We shouldn't treat this as a Python tutorial, but it should at least touch
briefly on callable objects and nested variables.
As such, the document now is targeted to "people who know the basics
> of asynchronous programming and grok callbacks", and I've incorporated
> Itamar's excellent suggesting of comparing explicit callback parameters
> and the Deferred object, which I hope dispells the notion of Deferred
> being magical fairly well (my assertion is Deferred is merely an
> abstraction over said callback parameters.) I've also fully fleshed
> out the Deferreds reference; any omissions are my fault.
>
Again, I think this might be assuming a bit too much. At the very least,
you should find a very, very good tutorial on callbacks and higher-order
functions in Python to point people to as a dependency, so that users who *
don't* have that experience can go read about it somewhere else. (Actually,
every dependency of every document *really* ought to have hyperlinks to
other resources that teach that dependency, so that a user who doesn't know
python but needs to dive into a Twisted codebase will be put on their way
quickly.)
Even people who have some Python experience, but use callbacks rarely, will
often discover there are things they don't know when they start programming
with Twisted and nesting 5 or 6 callbacks in a function. For example, many
people don't know all the fiddly rules of scope nesting. Take a poll of
some potential targets for this intro documentation and ask them if they can
explain why this produces an error:
def f(x=1):
def t():
if x > 3:
x = 2
else:
return x
return t
... but adding 'x=x' to the parameter list of 't' makes it work (although
not like they would expect if they manipulated 'x' in f).

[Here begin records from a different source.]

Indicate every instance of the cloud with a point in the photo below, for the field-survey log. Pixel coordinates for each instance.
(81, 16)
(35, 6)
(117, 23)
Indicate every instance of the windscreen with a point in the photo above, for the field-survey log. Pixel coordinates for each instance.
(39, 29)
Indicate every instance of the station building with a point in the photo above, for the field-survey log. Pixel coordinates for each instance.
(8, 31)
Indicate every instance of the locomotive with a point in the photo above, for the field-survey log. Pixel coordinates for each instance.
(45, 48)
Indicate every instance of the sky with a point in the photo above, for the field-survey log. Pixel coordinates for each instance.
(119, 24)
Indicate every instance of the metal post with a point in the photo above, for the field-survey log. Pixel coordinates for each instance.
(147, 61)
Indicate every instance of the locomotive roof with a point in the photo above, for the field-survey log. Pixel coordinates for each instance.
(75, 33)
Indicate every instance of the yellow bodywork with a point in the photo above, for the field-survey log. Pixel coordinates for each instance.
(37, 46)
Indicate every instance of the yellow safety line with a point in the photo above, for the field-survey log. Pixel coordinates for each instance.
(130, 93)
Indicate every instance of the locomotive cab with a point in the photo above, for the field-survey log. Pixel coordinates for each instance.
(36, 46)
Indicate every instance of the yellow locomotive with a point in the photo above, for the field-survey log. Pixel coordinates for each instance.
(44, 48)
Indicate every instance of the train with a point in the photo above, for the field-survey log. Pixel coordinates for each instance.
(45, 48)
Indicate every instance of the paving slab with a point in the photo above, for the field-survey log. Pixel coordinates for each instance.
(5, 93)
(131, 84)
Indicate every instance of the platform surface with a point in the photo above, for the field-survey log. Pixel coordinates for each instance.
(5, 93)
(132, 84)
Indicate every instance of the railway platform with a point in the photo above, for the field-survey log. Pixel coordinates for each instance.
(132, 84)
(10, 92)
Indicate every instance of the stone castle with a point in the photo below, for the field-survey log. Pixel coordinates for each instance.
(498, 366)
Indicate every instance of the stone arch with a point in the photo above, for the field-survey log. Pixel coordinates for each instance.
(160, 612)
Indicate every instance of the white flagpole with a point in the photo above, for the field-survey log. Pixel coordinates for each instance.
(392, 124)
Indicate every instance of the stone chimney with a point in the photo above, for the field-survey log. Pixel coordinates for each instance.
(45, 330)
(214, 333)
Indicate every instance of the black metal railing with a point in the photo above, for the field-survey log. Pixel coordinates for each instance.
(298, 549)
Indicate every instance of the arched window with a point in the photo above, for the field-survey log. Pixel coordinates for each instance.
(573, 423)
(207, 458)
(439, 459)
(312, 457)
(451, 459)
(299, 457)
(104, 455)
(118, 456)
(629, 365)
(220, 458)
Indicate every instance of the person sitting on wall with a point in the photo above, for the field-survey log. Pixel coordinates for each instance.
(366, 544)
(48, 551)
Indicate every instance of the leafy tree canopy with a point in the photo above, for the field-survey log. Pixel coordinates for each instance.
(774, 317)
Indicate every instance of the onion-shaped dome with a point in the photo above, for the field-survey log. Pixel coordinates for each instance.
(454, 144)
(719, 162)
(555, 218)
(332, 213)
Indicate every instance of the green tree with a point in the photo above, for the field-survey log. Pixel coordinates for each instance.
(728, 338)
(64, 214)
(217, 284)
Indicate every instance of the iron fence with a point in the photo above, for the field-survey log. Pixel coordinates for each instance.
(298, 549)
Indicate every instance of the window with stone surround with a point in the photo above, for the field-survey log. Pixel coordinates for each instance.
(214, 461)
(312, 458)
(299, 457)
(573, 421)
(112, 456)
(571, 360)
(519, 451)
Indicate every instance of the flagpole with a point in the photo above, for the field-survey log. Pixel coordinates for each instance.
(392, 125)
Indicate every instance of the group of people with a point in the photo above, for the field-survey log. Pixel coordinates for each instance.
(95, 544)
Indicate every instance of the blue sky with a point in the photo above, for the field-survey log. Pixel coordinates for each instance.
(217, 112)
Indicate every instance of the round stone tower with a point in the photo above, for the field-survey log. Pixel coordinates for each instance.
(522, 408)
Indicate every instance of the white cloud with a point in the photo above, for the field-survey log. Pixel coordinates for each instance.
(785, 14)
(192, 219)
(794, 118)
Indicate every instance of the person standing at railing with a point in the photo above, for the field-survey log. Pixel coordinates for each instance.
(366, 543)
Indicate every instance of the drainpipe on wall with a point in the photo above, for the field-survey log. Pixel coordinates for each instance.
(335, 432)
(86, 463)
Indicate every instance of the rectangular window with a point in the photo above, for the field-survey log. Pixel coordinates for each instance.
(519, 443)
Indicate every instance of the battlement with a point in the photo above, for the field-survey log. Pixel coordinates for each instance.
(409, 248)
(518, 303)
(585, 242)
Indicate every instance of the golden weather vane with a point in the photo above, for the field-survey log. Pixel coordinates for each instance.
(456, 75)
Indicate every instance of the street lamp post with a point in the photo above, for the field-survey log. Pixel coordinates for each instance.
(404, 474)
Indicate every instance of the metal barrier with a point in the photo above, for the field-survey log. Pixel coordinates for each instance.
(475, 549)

The plan next is to discuss composing deferreds (which will also
> touch on when you should and how to create your own deferreds, as
> well as deferredlist) and the convenience primitives.
>
I think you need to start talking about creating your own Deferreds, at
least implicitly, very early on in the document. For example, rather than
having "nonblocking_call" be a dummy function, have it maintain a list of
yet-to-complete calls, like this:
pending = []
def process(data):
return "Processed: <" + data + ">"
def nonblockingCall(data, whenSucceeded, whenFailed):
pending.append((data, whenSucceeded, whenFailed))
def completeOneCall(succeeded=True):
data, whenSucceeded, whenFailed = pending.pop(0)
if succeeded:
whenSucceeded(process(data))
else:
whenFailed(RuntimeError("It failed, for some reason."))
then (A) you can demonstrate how the callbacks actually get called in a tiny
little system that the reader can play around with and get comfortable in
before understanding Deferred, and (B) you can illustrate the same example
again with some Deferred logic involved.